14. The route planning device of claim 12, wherein the calculation component further configured to:

in response to detecting that the lawn mowing robot and the charging station are located in a same operation area on the operation map, determine the same operation area as a target area;

obtain a grid map of the target area; and

plan the movement route for the lawn mowing robot to move to the charging station in the grid map based on the first position information, the second position information, and a preset algorithm.

15. The route planning device of claim 11, wherein the planning component further configured to:

create a first node set corresponding to a shortest route and a second un-traversed node set based on the movement cost;

select a minimum movement cost node in the second node set and adding it to the first node set to obtain an updated first node set; and

perform a reverse search on nodes in the updated first node set to obtain the movement route for the lawn mowing robot to move to the charging station.

16. The route planning device of claim 15, wherein the planning component further configured to:

determine a target node in the updated first node set;

traverse adjacent nodes adjacent to the target node, and determining a minimum movement cost adjacent node as a connected node of the target node;

determine the connected node as a reference node, and returning to execute the step of traverse the adjacent nodes adjacent to the target node until a reverse route is generated; and

reverse the reverse route to obtain the movement route for the lawn mowing robot to move to the charging station.

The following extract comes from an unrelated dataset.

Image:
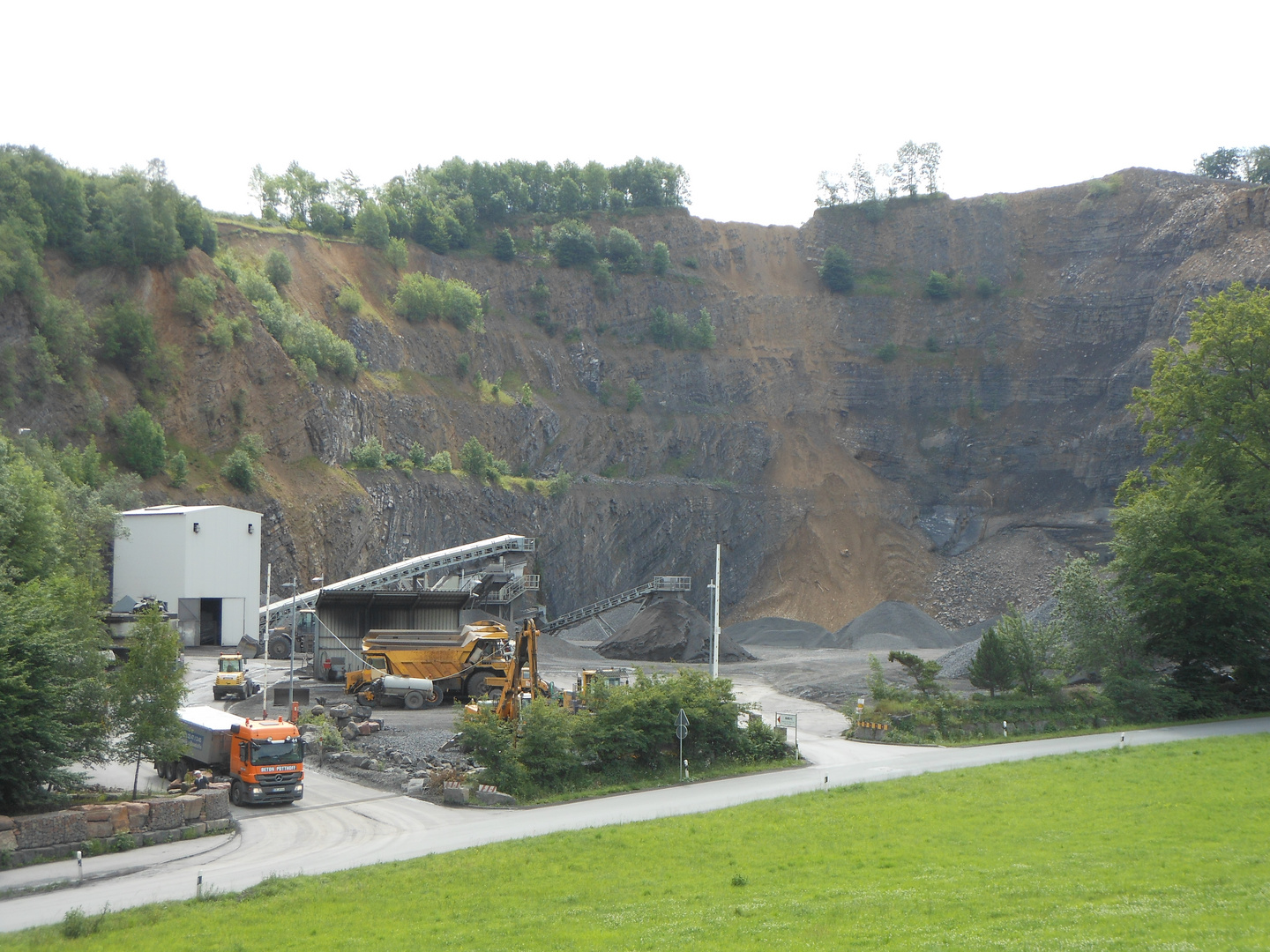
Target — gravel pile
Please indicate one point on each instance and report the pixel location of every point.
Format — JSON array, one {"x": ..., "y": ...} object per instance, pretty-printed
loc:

17. The route planning device of claim 16, wherein the planning component further configured to:

in response to identifying a blockage in the movement route, determine an area of the blockage as a blocked operation area; and

plan the movement route for the lawn mowing robot to move to the charging station based on a previous operation area of the blocked operation area as a reference.

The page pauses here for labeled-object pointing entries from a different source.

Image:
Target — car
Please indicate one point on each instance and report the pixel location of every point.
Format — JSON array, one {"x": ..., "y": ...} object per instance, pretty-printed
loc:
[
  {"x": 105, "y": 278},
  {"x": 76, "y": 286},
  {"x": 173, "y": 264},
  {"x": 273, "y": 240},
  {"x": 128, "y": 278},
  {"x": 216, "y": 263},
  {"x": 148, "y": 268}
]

18. A storage medium, having a computer program stored thereon, wherein the computer program is executed by a processor to execute operations of a route planning method, wherein the operations comprises:

detecting whether a charging station is located within a preset operation map;

in response to detecting that the charging station is located within the preset operation map, acquiring first position information of the lawn mowing robot and second position information of the charging station;

calculating a movement cost for the lawn mowing robot to move to the charging station within the operation map based on the first position information and the second position information; and

planning a movement route for the lawn mowing robot to move to the charging station based on the movement cost.